Anti-tumorigenic functions have been reported for several genes from signature 1. Loss of KDM6B resulted in more aggressive pancreatic ductal adenocarcinoma [38]. In colorectal cancer, high KDM6B expression predicted good prognosis, and knock-down of KDM6B was associated with augmented cell proliferation and inhibited apoptosis [39]. Yet, KDM6B function is enigmatic. Others have reported that high KDM6B expression is associated with increased metastasis and invasion of renal clear cell carcinoma [40]. KDM6B also promotes TGF-β-induced EMT and invasiveness in breast cancer [41]. While we could neither confirm nor deny the validity of these studies, it is striking that our observation of favorable prognosis associated with high KDM6B expression in pancreatic ductal adenocarcinoma was consistent with the report from Yamamoto et al. [38]. We also did not observe any prognostic significance of signature 1, which includes KDM6B, in either breast or renal clear cell cancer, which indirectly substantiates findings from two other reports on KDM6B not being a marker of good prognosis [40, 41]. Several other gene signatures have been reported for gastrointestinal cancers [42,43,44,45,46]. Interestingly, there is no overlap between our signature genes and those identified in these studies. This is perhaps not surprising since our signatures were identified based on prognostic information in pancreatic cancer, whereas those studies employed very different approaches for gene signature discovery.
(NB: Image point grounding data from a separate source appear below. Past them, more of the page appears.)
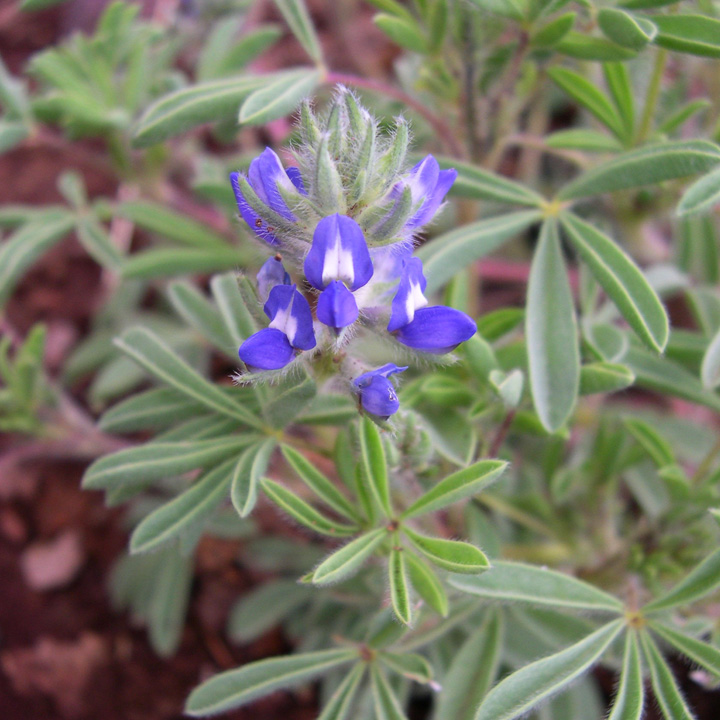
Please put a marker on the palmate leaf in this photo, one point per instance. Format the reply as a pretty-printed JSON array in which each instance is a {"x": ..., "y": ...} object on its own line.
[
  {"x": 458, "y": 486},
  {"x": 646, "y": 166},
  {"x": 621, "y": 279},
  {"x": 340, "y": 704},
  {"x": 670, "y": 699},
  {"x": 705, "y": 655},
  {"x": 187, "y": 509},
  {"x": 551, "y": 331},
  {"x": 444, "y": 256},
  {"x": 185, "y": 109},
  {"x": 472, "y": 671},
  {"x": 518, "y": 582},
  {"x": 234, "y": 688},
  {"x": 347, "y": 560},
  {"x": 702, "y": 580},
  {"x": 374, "y": 464},
  {"x": 630, "y": 697},
  {"x": 155, "y": 356},
  {"x": 526, "y": 688}
]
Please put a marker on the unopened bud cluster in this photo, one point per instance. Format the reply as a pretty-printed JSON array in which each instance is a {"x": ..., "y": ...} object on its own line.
[{"x": 341, "y": 225}]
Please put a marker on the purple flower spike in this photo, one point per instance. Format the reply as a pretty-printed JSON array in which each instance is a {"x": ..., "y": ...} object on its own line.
[
  {"x": 290, "y": 329},
  {"x": 272, "y": 273},
  {"x": 427, "y": 181},
  {"x": 265, "y": 174},
  {"x": 437, "y": 329},
  {"x": 336, "y": 306},
  {"x": 377, "y": 394},
  {"x": 409, "y": 296},
  {"x": 338, "y": 252},
  {"x": 268, "y": 349}
]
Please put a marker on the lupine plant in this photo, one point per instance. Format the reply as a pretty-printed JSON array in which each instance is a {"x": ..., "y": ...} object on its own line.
[{"x": 487, "y": 496}]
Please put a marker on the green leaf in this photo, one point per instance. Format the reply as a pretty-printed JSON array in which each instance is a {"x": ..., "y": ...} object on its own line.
[
  {"x": 453, "y": 555},
  {"x": 402, "y": 31},
  {"x": 517, "y": 582},
  {"x": 292, "y": 397},
  {"x": 297, "y": 17},
  {"x": 187, "y": 509},
  {"x": 279, "y": 96},
  {"x": 185, "y": 109},
  {"x": 157, "y": 460},
  {"x": 347, "y": 560},
  {"x": 318, "y": 483},
  {"x": 198, "y": 312},
  {"x": 654, "y": 444},
  {"x": 399, "y": 590},
  {"x": 553, "y": 31},
  {"x": 476, "y": 182},
  {"x": 662, "y": 375},
  {"x": 625, "y": 29},
  {"x": 587, "y": 94},
  {"x": 582, "y": 139},
  {"x": 473, "y": 670},
  {"x": 374, "y": 464},
  {"x": 27, "y": 244},
  {"x": 551, "y": 331},
  {"x": 701, "y": 653},
  {"x": 170, "y": 224},
  {"x": 427, "y": 585},
  {"x": 603, "y": 377},
  {"x": 304, "y": 513},
  {"x": 169, "y": 262},
  {"x": 710, "y": 370},
  {"x": 647, "y": 166},
  {"x": 694, "y": 34},
  {"x": 622, "y": 280},
  {"x": 155, "y": 356},
  {"x": 702, "y": 580},
  {"x": 251, "y": 465},
  {"x": 702, "y": 195},
  {"x": 526, "y": 688},
  {"x": 96, "y": 240},
  {"x": 340, "y": 704},
  {"x": 444, "y": 256},
  {"x": 667, "y": 693},
  {"x": 586, "y": 47},
  {"x": 630, "y": 697},
  {"x": 234, "y": 688},
  {"x": 264, "y": 607},
  {"x": 413, "y": 667},
  {"x": 460, "y": 485},
  {"x": 387, "y": 705}
]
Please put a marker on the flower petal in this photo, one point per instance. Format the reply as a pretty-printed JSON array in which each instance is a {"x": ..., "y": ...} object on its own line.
[
  {"x": 289, "y": 312},
  {"x": 265, "y": 173},
  {"x": 336, "y": 306},
  {"x": 435, "y": 198},
  {"x": 437, "y": 329},
  {"x": 256, "y": 223},
  {"x": 409, "y": 296},
  {"x": 272, "y": 273},
  {"x": 268, "y": 349},
  {"x": 296, "y": 178},
  {"x": 338, "y": 252}
]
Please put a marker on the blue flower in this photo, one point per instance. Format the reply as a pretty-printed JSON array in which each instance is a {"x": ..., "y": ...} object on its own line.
[
  {"x": 437, "y": 329},
  {"x": 338, "y": 264},
  {"x": 264, "y": 175},
  {"x": 290, "y": 329},
  {"x": 272, "y": 273},
  {"x": 376, "y": 393}
]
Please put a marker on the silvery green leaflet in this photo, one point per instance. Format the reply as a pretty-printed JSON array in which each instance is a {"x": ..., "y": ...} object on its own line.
[{"x": 494, "y": 449}]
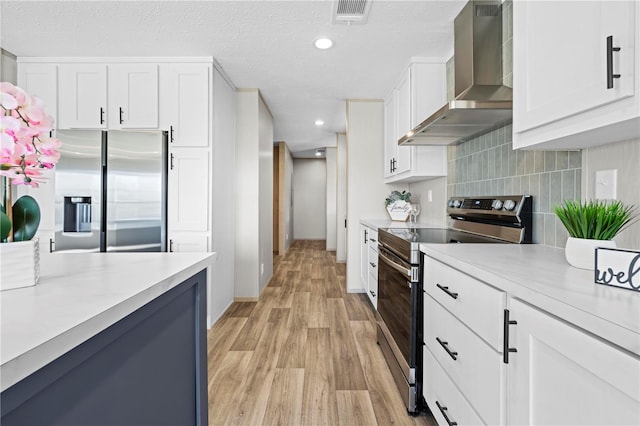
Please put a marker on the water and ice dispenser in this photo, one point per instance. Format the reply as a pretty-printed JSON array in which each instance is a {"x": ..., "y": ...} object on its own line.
[{"x": 77, "y": 214}]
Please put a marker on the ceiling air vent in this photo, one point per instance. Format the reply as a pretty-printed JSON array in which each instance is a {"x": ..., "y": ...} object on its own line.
[{"x": 351, "y": 11}]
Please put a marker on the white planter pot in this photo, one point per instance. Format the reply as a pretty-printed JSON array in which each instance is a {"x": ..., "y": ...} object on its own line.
[
  {"x": 19, "y": 264},
  {"x": 580, "y": 252}
]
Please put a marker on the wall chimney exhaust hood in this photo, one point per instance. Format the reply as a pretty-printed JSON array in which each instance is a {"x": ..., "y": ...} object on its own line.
[{"x": 482, "y": 103}]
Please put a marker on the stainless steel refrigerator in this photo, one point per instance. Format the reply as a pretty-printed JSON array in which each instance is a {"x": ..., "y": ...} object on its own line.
[{"x": 111, "y": 191}]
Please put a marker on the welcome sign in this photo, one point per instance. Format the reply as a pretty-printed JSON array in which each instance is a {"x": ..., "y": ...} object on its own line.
[{"x": 618, "y": 268}]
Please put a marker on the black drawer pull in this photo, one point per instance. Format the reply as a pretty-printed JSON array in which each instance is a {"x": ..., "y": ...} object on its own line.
[
  {"x": 506, "y": 350},
  {"x": 445, "y": 345},
  {"x": 610, "y": 73},
  {"x": 446, "y": 290},
  {"x": 442, "y": 409}
]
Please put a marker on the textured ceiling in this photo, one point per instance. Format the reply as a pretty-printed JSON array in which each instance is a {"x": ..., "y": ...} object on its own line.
[{"x": 259, "y": 44}]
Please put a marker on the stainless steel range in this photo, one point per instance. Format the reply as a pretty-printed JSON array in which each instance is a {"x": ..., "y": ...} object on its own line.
[{"x": 496, "y": 219}]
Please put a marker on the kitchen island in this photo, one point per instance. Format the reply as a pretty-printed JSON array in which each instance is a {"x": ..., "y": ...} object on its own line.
[{"x": 111, "y": 338}]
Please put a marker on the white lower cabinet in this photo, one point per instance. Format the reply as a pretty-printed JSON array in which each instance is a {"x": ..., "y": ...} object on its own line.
[
  {"x": 372, "y": 284},
  {"x": 447, "y": 404},
  {"x": 188, "y": 243},
  {"x": 474, "y": 366},
  {"x": 555, "y": 373},
  {"x": 562, "y": 375}
]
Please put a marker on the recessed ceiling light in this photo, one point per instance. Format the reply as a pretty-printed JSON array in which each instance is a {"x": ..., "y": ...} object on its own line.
[{"x": 323, "y": 43}]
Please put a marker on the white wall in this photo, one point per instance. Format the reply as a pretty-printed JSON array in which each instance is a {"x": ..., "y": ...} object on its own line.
[
  {"x": 8, "y": 67},
  {"x": 332, "y": 178},
  {"x": 254, "y": 195},
  {"x": 288, "y": 195},
  {"x": 625, "y": 158},
  {"x": 309, "y": 199},
  {"x": 341, "y": 204},
  {"x": 222, "y": 283},
  {"x": 365, "y": 180},
  {"x": 265, "y": 191}
]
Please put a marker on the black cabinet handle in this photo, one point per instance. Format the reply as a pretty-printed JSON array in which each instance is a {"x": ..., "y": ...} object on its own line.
[
  {"x": 610, "y": 74},
  {"x": 446, "y": 290},
  {"x": 506, "y": 350},
  {"x": 445, "y": 345},
  {"x": 443, "y": 410}
]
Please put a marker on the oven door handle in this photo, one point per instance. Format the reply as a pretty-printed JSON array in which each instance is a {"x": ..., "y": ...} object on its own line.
[{"x": 382, "y": 255}]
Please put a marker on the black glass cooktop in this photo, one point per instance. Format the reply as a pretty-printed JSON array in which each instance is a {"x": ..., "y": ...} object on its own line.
[{"x": 439, "y": 236}]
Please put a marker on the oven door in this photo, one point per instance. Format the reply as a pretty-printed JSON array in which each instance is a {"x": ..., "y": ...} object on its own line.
[{"x": 398, "y": 321}]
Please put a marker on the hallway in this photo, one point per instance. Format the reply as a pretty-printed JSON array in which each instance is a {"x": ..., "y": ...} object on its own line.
[{"x": 305, "y": 354}]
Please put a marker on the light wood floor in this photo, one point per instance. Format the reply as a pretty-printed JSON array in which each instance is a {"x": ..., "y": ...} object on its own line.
[{"x": 305, "y": 354}]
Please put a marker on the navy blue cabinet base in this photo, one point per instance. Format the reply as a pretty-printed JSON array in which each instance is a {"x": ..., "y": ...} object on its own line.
[{"x": 150, "y": 368}]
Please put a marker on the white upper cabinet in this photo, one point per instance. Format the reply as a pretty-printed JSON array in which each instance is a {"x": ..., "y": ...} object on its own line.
[
  {"x": 420, "y": 91},
  {"x": 40, "y": 80},
  {"x": 128, "y": 101},
  {"x": 82, "y": 103},
  {"x": 575, "y": 74},
  {"x": 133, "y": 96},
  {"x": 184, "y": 109},
  {"x": 188, "y": 202}
]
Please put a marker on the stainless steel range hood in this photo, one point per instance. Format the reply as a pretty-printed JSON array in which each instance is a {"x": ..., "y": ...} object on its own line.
[{"x": 482, "y": 103}]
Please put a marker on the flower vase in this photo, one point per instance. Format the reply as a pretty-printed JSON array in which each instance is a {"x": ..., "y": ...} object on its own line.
[
  {"x": 19, "y": 264},
  {"x": 580, "y": 252}
]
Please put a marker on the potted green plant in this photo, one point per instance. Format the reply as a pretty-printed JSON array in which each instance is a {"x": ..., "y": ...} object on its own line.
[{"x": 592, "y": 224}]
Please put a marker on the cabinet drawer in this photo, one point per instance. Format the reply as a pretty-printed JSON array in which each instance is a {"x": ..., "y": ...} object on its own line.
[
  {"x": 473, "y": 302},
  {"x": 471, "y": 363},
  {"x": 373, "y": 263},
  {"x": 373, "y": 239},
  {"x": 443, "y": 398}
]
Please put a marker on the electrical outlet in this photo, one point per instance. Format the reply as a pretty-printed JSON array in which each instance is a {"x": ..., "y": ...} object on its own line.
[{"x": 606, "y": 184}]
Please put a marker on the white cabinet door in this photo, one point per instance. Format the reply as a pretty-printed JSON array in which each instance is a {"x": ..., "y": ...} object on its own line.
[
  {"x": 188, "y": 201},
  {"x": 403, "y": 153},
  {"x": 40, "y": 80},
  {"x": 561, "y": 70},
  {"x": 390, "y": 140},
  {"x": 364, "y": 256},
  {"x": 562, "y": 375},
  {"x": 133, "y": 96},
  {"x": 83, "y": 96},
  {"x": 188, "y": 243},
  {"x": 184, "y": 103}
]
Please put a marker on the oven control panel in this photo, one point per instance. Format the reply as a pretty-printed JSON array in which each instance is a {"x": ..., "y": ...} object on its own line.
[{"x": 495, "y": 204}]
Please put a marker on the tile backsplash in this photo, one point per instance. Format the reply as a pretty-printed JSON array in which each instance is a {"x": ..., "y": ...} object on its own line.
[{"x": 488, "y": 165}]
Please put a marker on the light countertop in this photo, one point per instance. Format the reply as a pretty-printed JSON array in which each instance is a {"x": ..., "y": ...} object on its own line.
[
  {"x": 541, "y": 276},
  {"x": 388, "y": 223},
  {"x": 78, "y": 296}
]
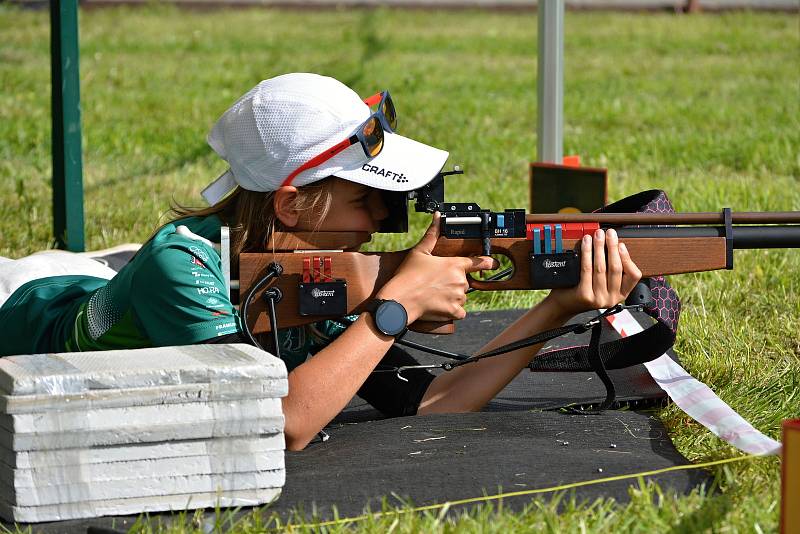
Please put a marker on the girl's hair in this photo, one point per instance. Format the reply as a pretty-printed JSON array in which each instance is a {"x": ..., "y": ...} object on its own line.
[{"x": 251, "y": 215}]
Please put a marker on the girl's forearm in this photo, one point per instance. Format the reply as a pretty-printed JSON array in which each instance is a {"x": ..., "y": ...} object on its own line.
[
  {"x": 470, "y": 387},
  {"x": 322, "y": 386}
]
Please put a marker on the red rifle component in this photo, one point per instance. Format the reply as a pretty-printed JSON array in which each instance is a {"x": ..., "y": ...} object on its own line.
[{"x": 570, "y": 230}]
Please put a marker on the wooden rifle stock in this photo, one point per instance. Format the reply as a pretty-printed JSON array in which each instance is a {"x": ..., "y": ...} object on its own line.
[{"x": 655, "y": 250}]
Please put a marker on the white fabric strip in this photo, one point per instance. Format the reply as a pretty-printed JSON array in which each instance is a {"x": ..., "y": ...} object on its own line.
[{"x": 697, "y": 400}]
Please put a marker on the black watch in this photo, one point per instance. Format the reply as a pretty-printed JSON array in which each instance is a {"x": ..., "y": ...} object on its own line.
[{"x": 390, "y": 316}]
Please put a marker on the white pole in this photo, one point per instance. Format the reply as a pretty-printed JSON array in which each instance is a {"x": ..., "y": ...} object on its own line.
[{"x": 550, "y": 83}]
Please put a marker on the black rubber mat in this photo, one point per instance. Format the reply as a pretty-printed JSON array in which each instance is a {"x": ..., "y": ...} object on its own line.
[
  {"x": 436, "y": 458},
  {"x": 512, "y": 445},
  {"x": 532, "y": 390}
]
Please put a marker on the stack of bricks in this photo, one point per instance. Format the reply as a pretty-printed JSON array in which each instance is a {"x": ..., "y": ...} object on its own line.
[{"x": 124, "y": 432}]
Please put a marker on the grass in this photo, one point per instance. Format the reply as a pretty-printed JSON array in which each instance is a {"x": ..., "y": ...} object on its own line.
[{"x": 705, "y": 107}]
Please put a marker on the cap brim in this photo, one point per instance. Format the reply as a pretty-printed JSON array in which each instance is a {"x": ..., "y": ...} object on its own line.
[{"x": 402, "y": 165}]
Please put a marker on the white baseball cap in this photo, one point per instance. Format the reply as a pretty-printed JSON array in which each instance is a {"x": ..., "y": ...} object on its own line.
[{"x": 285, "y": 121}]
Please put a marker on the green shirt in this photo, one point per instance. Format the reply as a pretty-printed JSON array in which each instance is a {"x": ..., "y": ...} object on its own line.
[{"x": 171, "y": 293}]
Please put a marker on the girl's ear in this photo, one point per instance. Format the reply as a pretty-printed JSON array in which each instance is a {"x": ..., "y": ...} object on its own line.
[{"x": 285, "y": 200}]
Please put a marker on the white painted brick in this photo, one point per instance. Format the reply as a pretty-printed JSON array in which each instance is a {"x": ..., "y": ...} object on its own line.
[
  {"x": 141, "y": 451},
  {"x": 189, "y": 501},
  {"x": 142, "y": 434},
  {"x": 76, "y": 372},
  {"x": 145, "y": 396},
  {"x": 143, "y": 487},
  {"x": 241, "y": 462},
  {"x": 122, "y": 418}
]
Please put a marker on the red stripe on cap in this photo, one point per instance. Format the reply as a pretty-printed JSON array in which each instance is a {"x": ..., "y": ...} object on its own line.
[
  {"x": 317, "y": 160},
  {"x": 374, "y": 99}
]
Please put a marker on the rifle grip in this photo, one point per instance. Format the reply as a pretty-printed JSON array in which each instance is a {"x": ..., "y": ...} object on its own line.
[{"x": 433, "y": 327}]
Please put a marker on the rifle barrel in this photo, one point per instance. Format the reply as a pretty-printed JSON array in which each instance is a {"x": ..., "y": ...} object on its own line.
[
  {"x": 744, "y": 237},
  {"x": 744, "y": 217}
]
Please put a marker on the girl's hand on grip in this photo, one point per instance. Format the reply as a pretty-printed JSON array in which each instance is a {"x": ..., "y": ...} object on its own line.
[{"x": 433, "y": 288}]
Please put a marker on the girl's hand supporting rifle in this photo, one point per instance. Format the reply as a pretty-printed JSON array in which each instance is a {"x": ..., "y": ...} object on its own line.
[
  {"x": 604, "y": 283},
  {"x": 433, "y": 288},
  {"x": 429, "y": 287}
]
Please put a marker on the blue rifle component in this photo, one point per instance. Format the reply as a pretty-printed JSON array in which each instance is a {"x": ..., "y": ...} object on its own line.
[
  {"x": 548, "y": 239},
  {"x": 559, "y": 243}
]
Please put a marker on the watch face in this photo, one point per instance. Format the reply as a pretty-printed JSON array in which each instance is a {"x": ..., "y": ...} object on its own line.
[{"x": 391, "y": 317}]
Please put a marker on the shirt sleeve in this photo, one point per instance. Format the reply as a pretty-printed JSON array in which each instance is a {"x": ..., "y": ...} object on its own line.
[{"x": 179, "y": 298}]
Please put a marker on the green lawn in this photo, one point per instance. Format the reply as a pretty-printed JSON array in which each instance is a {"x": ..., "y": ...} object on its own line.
[{"x": 705, "y": 107}]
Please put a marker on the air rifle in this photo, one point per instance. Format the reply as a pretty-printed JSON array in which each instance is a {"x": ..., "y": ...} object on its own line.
[{"x": 313, "y": 276}]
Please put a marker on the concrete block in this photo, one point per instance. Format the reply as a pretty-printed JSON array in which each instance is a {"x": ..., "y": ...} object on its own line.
[
  {"x": 145, "y": 396},
  {"x": 76, "y": 372},
  {"x": 142, "y": 487},
  {"x": 188, "y": 501},
  {"x": 134, "y": 470},
  {"x": 122, "y": 418},
  {"x": 216, "y": 447},
  {"x": 149, "y": 433}
]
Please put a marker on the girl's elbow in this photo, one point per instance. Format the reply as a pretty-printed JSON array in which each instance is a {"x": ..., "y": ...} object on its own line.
[{"x": 296, "y": 443}]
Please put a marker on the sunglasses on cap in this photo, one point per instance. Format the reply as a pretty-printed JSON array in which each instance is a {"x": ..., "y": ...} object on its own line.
[{"x": 369, "y": 134}]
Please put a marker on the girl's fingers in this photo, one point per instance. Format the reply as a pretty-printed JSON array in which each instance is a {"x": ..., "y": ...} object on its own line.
[
  {"x": 631, "y": 273},
  {"x": 599, "y": 282},
  {"x": 614, "y": 261},
  {"x": 585, "y": 285}
]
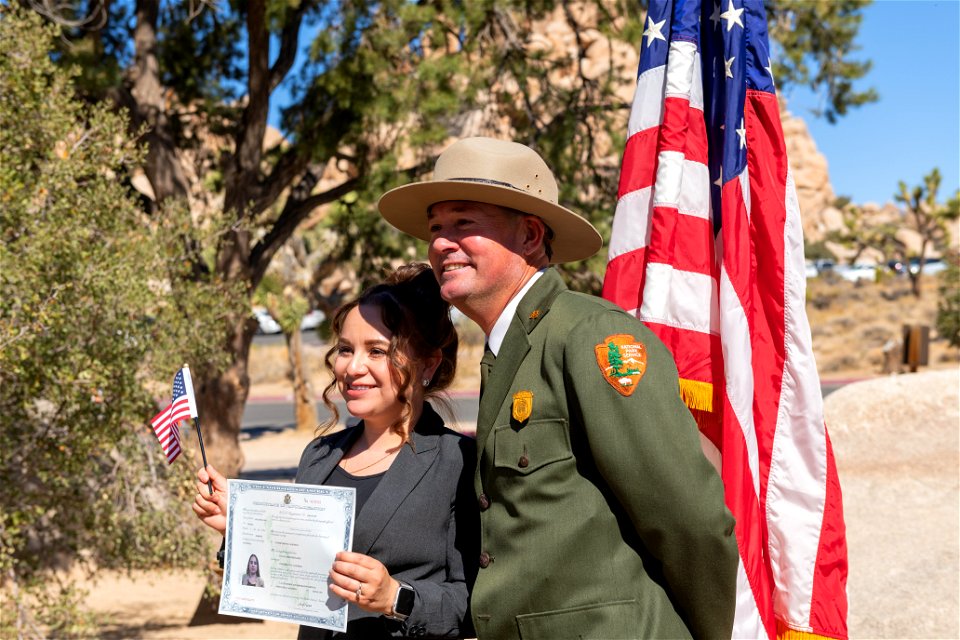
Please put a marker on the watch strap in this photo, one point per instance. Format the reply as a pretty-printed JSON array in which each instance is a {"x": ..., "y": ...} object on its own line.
[{"x": 402, "y": 602}]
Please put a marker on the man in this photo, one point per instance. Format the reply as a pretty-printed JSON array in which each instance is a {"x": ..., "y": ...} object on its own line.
[{"x": 600, "y": 516}]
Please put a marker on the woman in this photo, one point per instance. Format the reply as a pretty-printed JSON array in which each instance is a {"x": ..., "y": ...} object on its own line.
[
  {"x": 415, "y": 546},
  {"x": 252, "y": 577}
]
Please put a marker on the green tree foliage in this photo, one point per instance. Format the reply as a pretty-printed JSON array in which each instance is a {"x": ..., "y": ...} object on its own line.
[
  {"x": 816, "y": 41},
  {"x": 85, "y": 298},
  {"x": 929, "y": 219},
  {"x": 948, "y": 307},
  {"x": 386, "y": 84},
  {"x": 859, "y": 233}
]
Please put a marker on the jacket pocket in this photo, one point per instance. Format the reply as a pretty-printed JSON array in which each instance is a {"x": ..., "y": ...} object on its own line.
[
  {"x": 538, "y": 443},
  {"x": 617, "y": 620}
]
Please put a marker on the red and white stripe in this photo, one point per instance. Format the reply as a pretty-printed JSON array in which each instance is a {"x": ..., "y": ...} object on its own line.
[
  {"x": 731, "y": 309},
  {"x": 165, "y": 426}
]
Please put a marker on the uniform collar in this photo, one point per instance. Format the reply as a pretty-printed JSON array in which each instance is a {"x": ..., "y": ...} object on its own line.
[{"x": 499, "y": 331}]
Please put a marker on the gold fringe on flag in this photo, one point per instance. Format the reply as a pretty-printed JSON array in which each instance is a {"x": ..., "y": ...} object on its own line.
[
  {"x": 697, "y": 395},
  {"x": 786, "y": 633}
]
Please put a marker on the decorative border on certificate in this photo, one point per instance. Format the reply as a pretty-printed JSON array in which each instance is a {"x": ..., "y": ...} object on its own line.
[{"x": 281, "y": 540}]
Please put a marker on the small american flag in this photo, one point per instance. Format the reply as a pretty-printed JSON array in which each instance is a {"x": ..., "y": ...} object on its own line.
[
  {"x": 183, "y": 405},
  {"x": 707, "y": 250}
]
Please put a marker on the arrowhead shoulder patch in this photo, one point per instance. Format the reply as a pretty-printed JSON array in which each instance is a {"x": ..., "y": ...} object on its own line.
[
  {"x": 623, "y": 361},
  {"x": 522, "y": 405}
]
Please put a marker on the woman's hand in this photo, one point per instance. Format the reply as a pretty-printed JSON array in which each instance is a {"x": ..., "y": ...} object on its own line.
[
  {"x": 364, "y": 581},
  {"x": 212, "y": 510}
]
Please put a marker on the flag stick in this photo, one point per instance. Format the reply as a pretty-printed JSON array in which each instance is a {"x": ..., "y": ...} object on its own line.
[{"x": 203, "y": 454}]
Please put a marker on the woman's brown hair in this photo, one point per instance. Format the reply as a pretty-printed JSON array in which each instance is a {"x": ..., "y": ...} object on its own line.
[{"x": 419, "y": 319}]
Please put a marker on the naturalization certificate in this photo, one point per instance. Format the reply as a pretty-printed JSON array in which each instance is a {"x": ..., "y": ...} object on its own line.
[{"x": 281, "y": 540}]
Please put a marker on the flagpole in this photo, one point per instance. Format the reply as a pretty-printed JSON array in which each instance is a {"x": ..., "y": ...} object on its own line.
[
  {"x": 203, "y": 454},
  {"x": 195, "y": 414}
]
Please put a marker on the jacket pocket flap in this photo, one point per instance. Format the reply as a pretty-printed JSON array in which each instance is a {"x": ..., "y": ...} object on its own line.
[{"x": 536, "y": 444}]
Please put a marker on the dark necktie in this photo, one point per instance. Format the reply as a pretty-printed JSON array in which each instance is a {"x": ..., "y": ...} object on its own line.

KDM8 is a gene associated with favorable prognosis. Our results suggest determinative crosstalk between KDM8 and HNF4A, particularly in the context of morphogenesis, cell adhesion, maintenance of cell polarity, and epithelial formation. Moreover, 5-year survival rates dropped to ~ 12% in bladder cancer patients with low expression of signature 1 genes (high-risk), which included KDM8 and PCDHA1 mutations. Additive effects conferred by mutations in this cell-adhesion protein supports the hypothesis that KDM8 is likely a tumor suppressor and down-regulation of this gene may lead to a loss of epithelial phenotype and cell adhesion to promote cancer invasion. Additionally, loss of KDM8 expression is correlated with increased expression of cell cycle genes that may contribute to deranged cell cycle regulation and tumor progression (Fig. 5d). Like KDM6B, the function of KDM8 appears to be cell type-dependent. While KDM8 expression is down-regulated in liver and pancreatic tumor samples compared to adjacent non-tumor samples (Fig. 5a), it is overexpressed in breast cancer to induce EMT and invasion [47]. Nonetheless, KDM8 roles are not limited to cell cycle regulation. KDM8 exerts tumor suppressive functions in hematopoietic cancer by mediating DNA repair [48]. Collectively, imbalance in the Jumonji-C subfamily of lysine demethylases such as KDM8 and KDM6B is likely to result in broad-ranging but cell type-specific biological effects.

Conclusions

Overall, our gene signatures would enhance decision making in clinic by stratifying patients according to their tumor biology. This may maximize treatment efficacy and prolong lifespan by directing resources to those most in need. This technology may be incorporated into existing diagnostic pathways to achieve a more individualized standard of care by revealing molecular changes that allow further discrimination of otherwise similarly staged tumors. As each signature only consists of 5 genes, we anticipate that they can be implemented immediately, even in modestly sized centers that are using PCR-based technology. Consequently, therapeutic options can be allocated more decisively based upon this additional personalized information to ensure that patients with the most aggressive cancers get the most robust treatments.